The disclosures of the above embodiments are used to specifically explain the present creation, and although the descriptions are made through specific terms, the scope of patents of the novel creation cannot be limited thereby; those skilled in the art can understand the spirit of the creation. Changes and modifications are made to the equivalent purpose, and such changes and modifications are to be included in the scope defined by the scope of the patent application as described later.

05‧‧‧Floating wind pumping device

10‧‧‧Floating carrier

11‧‧‧ stage

12‧‧‧ buoyancy components

20‧‧‧Horizontal support frame

21‧‧‧Top

22‧‧‧ bottom

23‧‧‧ Hollow Housing

30‧‧‧Rotary leaf group

31‧‧‧ center shaft

32‧‧‧Multiple leaves

33‧‧‧ group seat

40‧‧‧Drive shaft

41‧‧‧Upper shaft end

42‧‧‧ Lower shaft end

43‧‧‧The middle section of the shaft

44‧‧‧Transmission Department

441‧‧‧Standing bevel gear

442‧‧‧Horizontal bevel gear

50‧‧‧Layered pressurized pumping impeller set

51‧‧‧Circular cylinder

52‧‧‧Unit blade rotor

53‧‧‧Connected pipe

54‧‧‧ water inlet

55‧‧‧Outlet

56‧‧‧Flexible leaf panels

57‧‧‧unit compression space

58‧‧‧With holes

60‧‧‧Controlled tail

70‧‧‧Electric drive motor

71‧‧‧Drive shaft

72‧‧‧Clutch switcher

80‧‧‧Chain

81‧‧‧ anchor body

82‧‧‧ brakes

83‧‧‧ brake block

84‧‧‧Committed components

85‧‧‧Return spring

90‧‧‧Power switching components

91‧‧‧ Transmission parts

92‧‧‧Control components

921‧‧‧ transverse putter

922‧‧‧Control lever

93‧‧‧Generator

931‧‧‧Drive end

Figure 1: A plan view of the overall shape of the floating wind pumping device.

Fig. 2: A partial enlarged view of the connection type of the creation transmission section.

Figure 3: A perspective view of the overall shape of the layered supercharged pump impeller group.

Figure 4: An exploded perspective view of the layered supercharged pump impeller group.

Figure 5: A cross-sectional view of the layered pressurized pumping impeller set of the present creation.

Figure 6: Schematic diagram of the operating state of the layered supercharged pumping impeller group.

Figure 7: Schematic diagram of the operating state of the layered supercharged pumping impeller group.

Figure 8: Schematic diagram of the operating state of the layered supercharged pumping impeller group.
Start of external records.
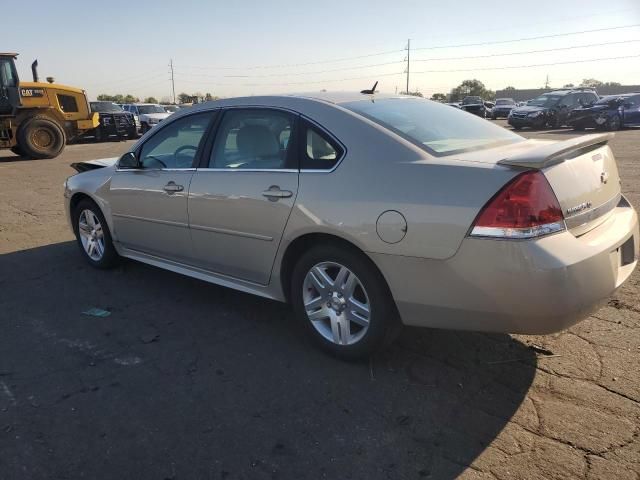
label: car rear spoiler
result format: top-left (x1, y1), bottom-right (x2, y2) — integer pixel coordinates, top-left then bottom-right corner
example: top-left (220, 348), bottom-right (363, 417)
top-left (498, 133), bottom-right (614, 169)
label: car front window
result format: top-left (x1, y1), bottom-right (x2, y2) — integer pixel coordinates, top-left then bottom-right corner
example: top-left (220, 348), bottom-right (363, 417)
top-left (209, 109), bottom-right (293, 170)
top-left (140, 112), bottom-right (214, 169)
top-left (342, 98), bottom-right (524, 155)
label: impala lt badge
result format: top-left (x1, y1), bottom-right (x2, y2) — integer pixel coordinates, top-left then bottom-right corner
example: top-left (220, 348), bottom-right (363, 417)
top-left (567, 202), bottom-right (591, 215)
Figure 9: A partial enlarged view of another embodiment of the present creation.

05‧‧‧Floating wind pumping device

10‧‧‧Floating carrier

11‧‧‧ stage

12‧‧‧ buoyancy components

20‧‧‧Horizontal support frame

21‧‧‧Top

22‧‧‧ bottom

23‧‧‧ Hollow Housing

30‧‧‧Rotary leaf group

31‧‧‧ center shaft

32‧‧‧Multiple leaves

33‧‧‧ group seat

40‧‧‧Drive shaft

41‧‧‧Upper shaft end

42‧‧‧ Lower shaft end

43‧‧‧The middle section of the shaft

44‧‧‧Transmission Department

441‧‧‧Standing bevel gear

442‧‧‧Horizontal bevel gear

50‧‧‧Layered pressurized pumping impeller set

51‧‧‧Circular cylinder

53‧‧‧Connected pipe

54‧‧‧ water inlet

55‧‧‧Outlet

60‧‧‧Controlled tail

70‧‧‧Electric drive motor

71‧‧‧Drive shaft

72‧‧‧Clutch switcher

80‧‧‧Chain

81‧‧‧ anchor body

Claims (7)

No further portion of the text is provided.